This function generates each facility's score for a given act by computing the percent of columns related to that act that are missing data. Since this is a percentage of relevant columns that are missing data, **higher values mean more data is missing.**

* A score of **0** means that there is **no missing data**.
* A score of **100** means that **all relevant columns are missing data.**

Run this cell in order to prepare the analysis. It won't generate output other than a message that says "Ready".

In [None]:
# function that calculates the amount of missing data for the act in the intended columns; computes score and assigns to intended column
def calc_score(intended_columns, act, type_of_score):
  def labeler (row):
    total_missing = 0
    for col in intended_columns:
      # for the columns that are strings, check if they are null
      if col == "FAC_STATE" or col == "FAC_COUNTY":
        if pd.isnull(row[col]):
          total_missing = total_missing + 1
      # otherwise, check if they are not a number
      elif math.isnan(row[col]):
        total_missing = total_missing + 1
    return round((total_missing / len(intended_columns) * 100), 2)
  act[type_of_score] = act.apply(labeler, axis=1)

print("Ready")

### Basic Info Score
Run the score calculator for basic information for each facility EPA has in its database, including information on registry ID, facility latitude and longitude, facility county, and facility state. The resulting table shows only the relevant columns, and the computed score.

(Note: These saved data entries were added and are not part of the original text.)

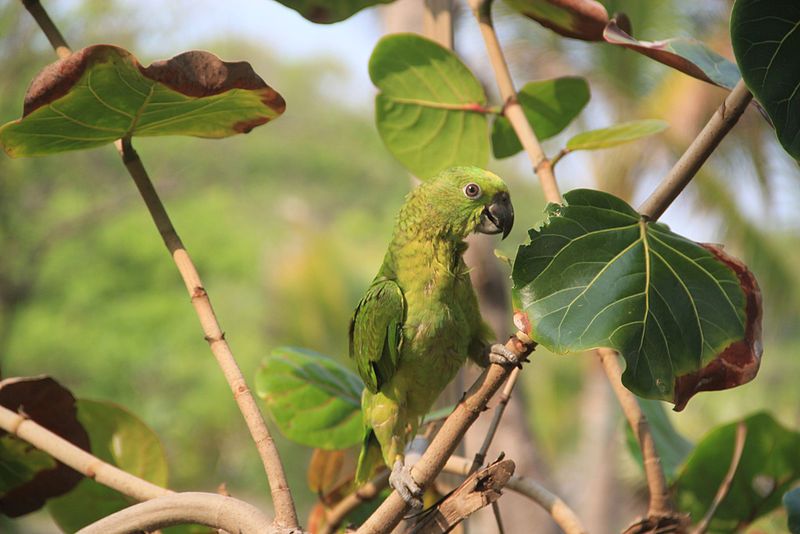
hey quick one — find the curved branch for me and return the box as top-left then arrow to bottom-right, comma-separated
76,492 -> 278,534
321,472 -> 390,534
356,334 -> 535,534
444,456 -> 587,534
0,404 -> 170,501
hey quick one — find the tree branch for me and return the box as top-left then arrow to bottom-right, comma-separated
468,366 -> 521,474
0,404 -> 170,502
444,455 -> 587,534
638,79 -> 753,220
691,422 -> 747,534
356,334 -> 535,534
76,492 -> 279,534
116,138 -> 298,528
320,472 -> 390,534
467,0 -> 562,205
20,2 -> 299,527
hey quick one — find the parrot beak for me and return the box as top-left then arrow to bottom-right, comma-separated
477,192 -> 514,239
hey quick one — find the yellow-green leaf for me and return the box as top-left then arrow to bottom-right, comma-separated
566,119 -> 668,151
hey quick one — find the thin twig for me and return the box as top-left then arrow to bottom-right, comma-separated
597,349 -> 672,518
638,79 -> 753,220
76,492 -> 278,534
19,2 -> 299,526
691,422 -> 747,534
321,472 -> 390,534
467,0 -> 562,205
356,334 -> 535,534
444,455 -> 587,534
0,404 -> 170,501
116,138 -> 298,528
491,501 -> 506,534
468,366 -> 520,474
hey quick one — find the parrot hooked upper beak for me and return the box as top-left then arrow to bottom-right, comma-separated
476,191 -> 514,239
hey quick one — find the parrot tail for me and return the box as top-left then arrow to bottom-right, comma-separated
355,429 -> 383,485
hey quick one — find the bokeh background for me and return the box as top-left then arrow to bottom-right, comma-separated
1,0 -> 798,532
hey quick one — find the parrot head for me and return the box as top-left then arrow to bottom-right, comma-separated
409,166 -> 514,240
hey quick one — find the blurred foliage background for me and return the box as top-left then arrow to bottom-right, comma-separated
1,0 -> 798,532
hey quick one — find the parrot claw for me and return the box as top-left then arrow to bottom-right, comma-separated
489,343 -> 523,368
389,459 -> 423,509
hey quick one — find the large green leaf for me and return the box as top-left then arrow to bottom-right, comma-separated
565,119 -> 668,151
786,487 -> 800,534
255,347 -> 363,450
503,0 -> 609,41
512,189 -> 762,406
625,399 -> 693,484
369,33 -> 489,179
491,77 -> 590,159
731,0 -> 800,160
0,45 -> 285,157
0,377 -> 89,517
47,399 -> 168,533
274,0 -> 393,23
675,412 -> 800,531
604,19 -> 741,90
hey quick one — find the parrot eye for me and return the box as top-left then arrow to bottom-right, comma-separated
463,183 -> 482,199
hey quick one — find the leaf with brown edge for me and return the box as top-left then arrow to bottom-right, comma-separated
307,448 -> 345,496
504,0 -> 611,42
673,243 -> 762,411
0,45 -> 285,158
0,376 -> 89,517
603,19 -> 741,90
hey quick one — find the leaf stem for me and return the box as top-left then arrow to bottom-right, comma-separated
76,492 -> 277,534
356,334 -> 535,534
116,138 -> 298,528
21,0 -> 71,58
639,79 -> 753,220
444,455 -> 587,534
467,0 -> 562,204
0,403 -> 170,501
691,422 -> 747,534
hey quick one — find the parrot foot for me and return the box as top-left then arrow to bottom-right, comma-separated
389,459 -> 423,509
489,343 -> 523,368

This may take a minute to run since we are calculating scores for over 1 million facilities.

In [None]:
calc_score(intended_columns["Basic Info"], full_echo_data, "Basic_Info_Score")
basic_info_columns_and_score = intended_columns["Basic Info"].copy()
basic_info_columns_and_score.append('Basic_Info_Score')
full_echo_data[basic_info_columns_and_score]

### CWA Score
Run the score calculator for CWA information on CWA-flagged facilities. The resulting table shows only the relevant columns, and the computed score.

In [None]:
calc_score(intended_columns["CWA"], cwa_facs, "CWA_Score")
cwa_columns_and_score = intended_columns["CWA"].copy()
cwa_columns_and_score.append('CWA_Score')
cwa_facs[cwa_columns_and_score]

### RCRA Score
Run the score calculator for RCRA information on RCRA-flagged facilities. The resulting table shows only the relevant columns, and the computed score.

In [None]:
calc_score(intended_columns["RCRA"], rcra_facs, "RCRA_Score")
rcra_columns_and_score = intended_columns["RCRA"].copy()
rcra_columns_and_score.append('RCRA_Score')
rcra_facs[rcra_columns_and_score]

### CAA Score
Run the score calculator for CAA information on CAA-flagged facilities. The resulting table shows only the relevant columns, and the computed score.

In [None]:
calc_score(intended_columns["CAA"], caa_facs, "CAA_Score")
caa_columns_and_score = intended_columns["CAA"].copy()
caa_columns_and_score.append('CAA_Score')
caa_facs[caa_columns_and_score]

## Average facility scores by state
This function averages the scores for every facility in each state to get state-level scores for each act.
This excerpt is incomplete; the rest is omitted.